|Age Range(s)||Adult (36-50), Senior (>50)|
|Type of monologue / Character is||Angry, Scolding, Descriptive, Complaining|
|Description||Egeus complains about his daughter's choice for a husband|
|Location||ACT I, Scene 1|
In the first scene of the play Egeus, a nobleman, appears at Theseus' (the Duke of Athens) court with his daughter Hermia and two men, Demetrius and Lysander. Egeus wants his daughter to marry Demetrius but she loves Lysander. In this monologue Egeus expresses his complaint to the Duke of Athens. He accuses Lysander of having "bewitch'd" Hermia, and now she won't listen to him anymore.

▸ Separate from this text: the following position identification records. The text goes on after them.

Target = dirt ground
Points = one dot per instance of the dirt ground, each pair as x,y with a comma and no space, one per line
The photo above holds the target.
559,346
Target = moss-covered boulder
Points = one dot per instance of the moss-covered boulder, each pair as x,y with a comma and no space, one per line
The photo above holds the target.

Egeus argues that, as her father, he has the right (given to him by an old law in Athens), to choose who she will marry. If she doesn't comply to his will then he demands to put her to death.
Written by Administrator
Full of vexation come I, with complaint
Against my child, my daughter Hermia.
Stand forth, Demetrius. My noble lord,
This man hath my consent to marry her.
Stand forth, Lysander: and my gracious duke,
This man hath bewitch'd the bosom of my child;
Thou, thou, Lysander, thou hast given her rhymes,
And interchanged love-tokens with my child:
Thou hast by moonlight at her window sung,
With feigning voice verses of feigning love,
And stolen the impression of her fantasy
With bracelets of thy hair, rings, gawds, conceits,
Knacks, trifles, nosegays, sweetmeats, messengers
Of strong prevailment in unharden'd youth:
With cunning hast thou filch'd my daughter's heart,
Turn'd her obedience, which is due to me,
To stubborn harshness: and, my gracious duke,
Be it so she; will not here before your grace
Consent to marry with Demetrius,
I beg the ancient privilege of Athens,
As she is mine, I may dispose of her:
Which shall be either to this gentleman
Or to her death, according to our law
Immediately provided in that case.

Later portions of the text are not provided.